InfiniBand itself was not initially focused on supporting the needs of the HPC market. The Open Fabric Alliance developed a software stack called OFED. However, further extensions are required to adapt InfiniBand to the very high-speed multi-core processors that now populate the server racks at the heart of supercomputers. One example is TrueScale from QLogic, which is built upon InfiniBand as its physical and transport layers. On top of that TrueScale provides a highly scalable host-based architecture that provides:
- Connectionless, stateless design,
- Congestion detection and avoidance,
- Quality of Service provided for traffic classes,
- Support for tree, mesh, torus, and hybrid topologies.

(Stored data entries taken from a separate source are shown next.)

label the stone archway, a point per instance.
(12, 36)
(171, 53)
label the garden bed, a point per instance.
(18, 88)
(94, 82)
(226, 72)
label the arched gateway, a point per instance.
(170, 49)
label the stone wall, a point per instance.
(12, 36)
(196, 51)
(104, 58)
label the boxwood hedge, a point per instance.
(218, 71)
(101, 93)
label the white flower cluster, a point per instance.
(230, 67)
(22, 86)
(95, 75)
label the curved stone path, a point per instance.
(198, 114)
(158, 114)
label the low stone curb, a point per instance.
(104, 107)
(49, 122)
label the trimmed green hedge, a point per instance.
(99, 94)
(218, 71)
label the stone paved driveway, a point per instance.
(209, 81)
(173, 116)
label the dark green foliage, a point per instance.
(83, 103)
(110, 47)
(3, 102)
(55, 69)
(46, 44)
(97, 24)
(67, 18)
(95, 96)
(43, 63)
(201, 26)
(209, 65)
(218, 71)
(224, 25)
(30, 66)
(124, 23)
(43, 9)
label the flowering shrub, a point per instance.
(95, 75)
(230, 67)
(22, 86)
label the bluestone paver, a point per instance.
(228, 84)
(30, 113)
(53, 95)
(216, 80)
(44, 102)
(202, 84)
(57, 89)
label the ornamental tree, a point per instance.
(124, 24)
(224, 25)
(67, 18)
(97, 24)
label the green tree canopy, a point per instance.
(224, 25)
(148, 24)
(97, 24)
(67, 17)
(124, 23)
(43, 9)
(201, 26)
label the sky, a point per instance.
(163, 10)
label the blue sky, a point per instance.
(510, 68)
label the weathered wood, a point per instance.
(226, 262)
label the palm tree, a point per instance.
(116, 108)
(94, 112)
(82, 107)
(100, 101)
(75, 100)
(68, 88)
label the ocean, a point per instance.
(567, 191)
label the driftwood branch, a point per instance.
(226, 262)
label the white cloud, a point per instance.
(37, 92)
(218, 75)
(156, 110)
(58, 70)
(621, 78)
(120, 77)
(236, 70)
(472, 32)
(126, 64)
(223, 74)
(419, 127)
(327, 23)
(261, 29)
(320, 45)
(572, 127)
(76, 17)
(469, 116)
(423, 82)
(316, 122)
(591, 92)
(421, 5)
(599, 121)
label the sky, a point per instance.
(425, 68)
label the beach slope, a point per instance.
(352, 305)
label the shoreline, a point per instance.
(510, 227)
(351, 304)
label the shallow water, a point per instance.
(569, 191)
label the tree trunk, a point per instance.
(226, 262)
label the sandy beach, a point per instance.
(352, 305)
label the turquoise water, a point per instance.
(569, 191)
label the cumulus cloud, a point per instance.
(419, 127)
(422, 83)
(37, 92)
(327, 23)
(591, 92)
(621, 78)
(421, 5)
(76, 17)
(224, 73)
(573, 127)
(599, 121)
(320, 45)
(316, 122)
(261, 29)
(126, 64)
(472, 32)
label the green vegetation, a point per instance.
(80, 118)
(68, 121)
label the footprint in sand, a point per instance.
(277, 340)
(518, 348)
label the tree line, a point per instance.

The main advantage of these extensions is scalability by making the fabric efficient and avoiding bottlenecks in the interconnect fabric that kick in with basic InfiniBand support. Many of these architectural extensions are subtle and do not kick-in until large numbers of nodes are directed at a problem at scale.
Host-Based vs. Adapter-Based High Performance Processing
The traditional method of designing HPC InfiniBand networks was the adapter-based design, where each InfiniBand host channel adapter (HCA) includes embedded processing that runs the communications protocols. In the days of single- or dual-core processors this made sense, as processing the communication protocols in the server would impact server performance.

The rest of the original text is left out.